I peered inside, to that place where I now felt like quicksand, and said, “Hard. I want to limp out of here.” I peeled off the leather jacket and rolled up the sleeves of my white shirt.
Cassian swept an assessing stare over me. He murmured, “It helps me, too—the physical activity, the training.” He rolled his shoulders as I began to stretch. “It’s always helped me focus and center myself. And after last night …” He tied back his dark hair. “I definitely need it—this.”
I held my leg folded behind me, my muscles protesting at the stretch. “I suppose there are worse methods of coping.”
A lopsided grin. “Indeed there are.”
Azriel’s lesson afterward consisted of standing in a breeze and trying to memorize his instructions on currents and downdrafts, on how heat and cold could shape wind and speed. Throughout it, he was quiet—removed. Even by his standards.
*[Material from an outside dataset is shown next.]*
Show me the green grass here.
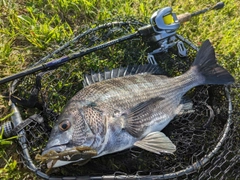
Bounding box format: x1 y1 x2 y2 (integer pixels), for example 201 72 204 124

I made the mistake of asking if he’d spoken to Mor since he’d left last night.
No, he had not. And that was that.
Even if he kept flexing his scarred hand at his side. As if recalling the sensation of the hand she’d whipped free of his touch during that meeting. Over and over. I didn’t dare tell him that he’d made the right call—that perhaps he should talk to Mor, rather than let the guilt eat at him. The two of them had enough between them without me shoving myself into it.
I was indeed limping by the time I returned to the town house hours later, finding Mor at the dining table, munching on a giant pastry she’d grabbed from a bakery on her way in.
“You look like a team of horses trampled you,” she said around her food.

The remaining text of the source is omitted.